Let $X_1$ and $X_2$ are independent $N(0, \sigma^2)$ which means (mean = 0, variance = $\sigma^2$) random variables. What is the distribution of $X_1^2 + X_2^2$?
My approach is that $X_1\sim N(0, \sigma^2)$ and $X_2\sim N(0, \sigma^2)$
Then $X_1^2$ and $X_2^2$ have chi-squared distribution with 1 degree of freedom. (I am not sure the degree of freedom and not sure how to show it as well(please help on this))
Then I found the moment-generating function for $X_1^2$ and $X_2^2$;$$m_{X_1^2} = (1-2t)^{-1/2}$$ and $$m_{X_2^2} = (1-2t)^{-1/2}$$
So the moment generating function for $X_1^2 + X_2^2$ is $$m_{X_1^2}(t) m_{X_2^2}(t) = (1-2t)^{-2/2}$$
So $X_1^2 + X_2^2$ has a chi-squared distribution with 2 degrees of freedom. Is this correct?

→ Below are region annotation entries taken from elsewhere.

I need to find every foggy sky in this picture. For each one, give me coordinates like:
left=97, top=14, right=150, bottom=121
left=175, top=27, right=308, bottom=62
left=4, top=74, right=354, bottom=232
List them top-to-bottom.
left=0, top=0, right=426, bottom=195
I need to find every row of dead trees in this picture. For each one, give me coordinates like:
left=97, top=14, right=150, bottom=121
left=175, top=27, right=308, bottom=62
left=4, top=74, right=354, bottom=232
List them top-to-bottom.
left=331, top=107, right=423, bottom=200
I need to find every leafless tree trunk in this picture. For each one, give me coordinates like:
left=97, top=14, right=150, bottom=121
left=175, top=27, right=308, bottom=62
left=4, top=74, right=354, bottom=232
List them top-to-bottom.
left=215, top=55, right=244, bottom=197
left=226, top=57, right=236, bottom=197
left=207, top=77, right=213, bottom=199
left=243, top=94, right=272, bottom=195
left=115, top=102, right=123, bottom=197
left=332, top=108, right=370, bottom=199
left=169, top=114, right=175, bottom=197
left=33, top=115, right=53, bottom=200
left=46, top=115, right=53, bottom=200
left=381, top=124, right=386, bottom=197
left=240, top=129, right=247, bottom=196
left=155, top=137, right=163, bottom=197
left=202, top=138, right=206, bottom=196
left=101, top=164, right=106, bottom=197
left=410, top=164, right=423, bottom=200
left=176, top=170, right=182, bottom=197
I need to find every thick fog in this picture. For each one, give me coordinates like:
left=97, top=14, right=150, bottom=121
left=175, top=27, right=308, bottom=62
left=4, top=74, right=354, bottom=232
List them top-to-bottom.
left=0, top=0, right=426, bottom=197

If $X$ and $Y$ are independent $N(0,\sigma^2)$ random variables, then for any $z \geq 0$, $$\begin{align} P\{X^2+Y^2 > z\} &= \int_{x^2+y^2>z}f_{X,Y}(x,y)\\ &= \int_{x^2+y^2>z}\frac{1}{2\pi\sigma^2}\exp\left(-\frac{x^2+y^2}{2\sigma^2}\right)\\ &= \int_{\sqrt{z}}^\infty\int_0^{2\pi} \frac{1}{2\pi\sigma^2}\exp\left(-\frac{r^2}{2\sigma^2}\right)\cdot r\,\mathrm d\theta\cdot \mathrm dr\\ &= \int_{\sqrt{z}}^\infty \frac{r}{\sigma^2}\exp\left(-\frac{r^2}{2\sigma^2}\right) \, \mathrm dr\\ &= \left. -\exp\left(-\frac{r^2}{2\sigma^2}\right)\right|_{\sqrt{z}}^\infty\\ &= \exp(-z/2\sigma^2). \end{align}$$ Now, if $Z$ is an exponential random variable with parameter $\lambda$, then $P\{Z > z\} = \exp(-\lambda z)$, and so $X^2+Y^2$ is a $\ldots$